In our four libraries, a fraction of sequences within the γ-Proteobacteria with high sequence similarity to cultured bacteria (such as genera Colwellia, Shewanella, Alcanivorax and Pseudomonas) was detected (Fig. 5). This result was identical well with previous studies, although different culturable genera were found in different marine sediments. In deep-sea sediments, the most common sequences were Pseudomonas-related sequences (Li et al. 1999a). The clones in the γ-Proteobacteria from the surface layer of Antarctic Mertz cores were closely related to cultivated bacterial genera Shewanella, Pseudoalteromonas and Colwellia (Bowman and McCuaig 2003), whereas the γ-Proteobacteria clones from Sea of Okhotsk sediments were grouped with cultured bacterial genera Halomonas, Colwellia, Shewanella, Mehylophaga and Psychrobacter (Inagaki et al. 2003). It is possible that the γ-Proteobacteria comprise chemoheterotrophic bacteria, which dominate benthic sediment environments. FISH analysis of the enrichments from German North Sea water showed a complex community that was dominated by the γ-Proteobacteria (Uphoff et al. 2001). It was suggested that the versatile γ-Proteobacteria can grow rapidly on a wide range of carbon sources of different concentrations, leading to their dominance in rich growth media.
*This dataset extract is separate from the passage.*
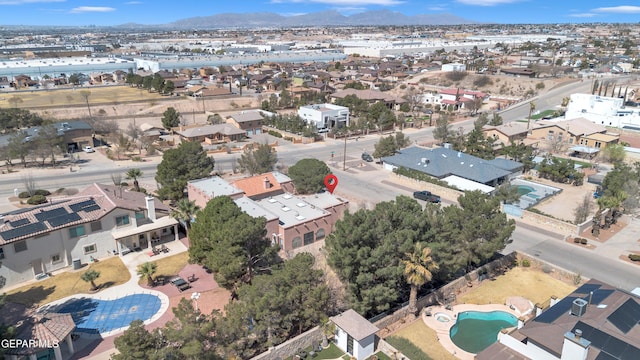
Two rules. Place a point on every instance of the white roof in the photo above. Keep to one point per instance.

However, besides the dominant groups, the presence and percentages of other bacterial phylogenetic clusters in the four clone libraries were divergent (Fig. 2, Table 2). Overall, bacterial phylogenetic groups of sediment samples collected from the shallow and deeper water overlapped little in this study(Figs. 4, 5, 6, 7), likely reflecting the differences of the pressure between the sampling sites. Significantly, a large portion of clone sequences (39% of total clones) from the sediment B78 clustered into the β-Proteobacteria, whereas they were nearly absent in the S11 library. Considering the β-Proteobacteria are characteristically found in freshwater habitats (Methé et al. 1998), this suggests that the terrestrial influence on the sediment B78 was greater than other three sediments. One of the most important features of the Arctic Ocean is its terrestrial context, being surrounded by continents and receiving very significant freshwater influxes (Bano and Hollibaugh 2002). Total organic carbon is primarily delivered to the Arctic Ocean via major rivers such as the Mackenzie in Canada and the Yenisei, Lena, and Ob in Eurasia. The annual sediment load to the Arctic from the Mackenzie River alone was estimated at 127 Mt (Macdonald et al. 1998). But the characteristics of sediments in the Arctic Ocean basins was closely correlated to many environmental factors including terrestrial inputs from rivers, water depth, distance from the shore, circulation, topographical features and sea-ice transport (Zhang 2004). It was found that though total organic matter on the shallow Chukchi Shelf was higher than those in the Canada Basin, surface sediment of this area was dominated by substantial autochthonous marine carbon due to high primary production of micro-alga and significant degradation before the organic matter reaches the sediment (Belicka et al. 2002). Moreover they found that the Transpolar Drift and the Lomonosov Ridge appeared to influence the transport and focusing of terrestrial material in the Arctic Ocean basins. Thus the observed differences in bacterial community composition among these sediments were likely to be associated with their geographic location. Further study should be undertaken to understand the relationship between bacterial community composition and geochemical characteristics of the different location in the Pacific Arctic in the future.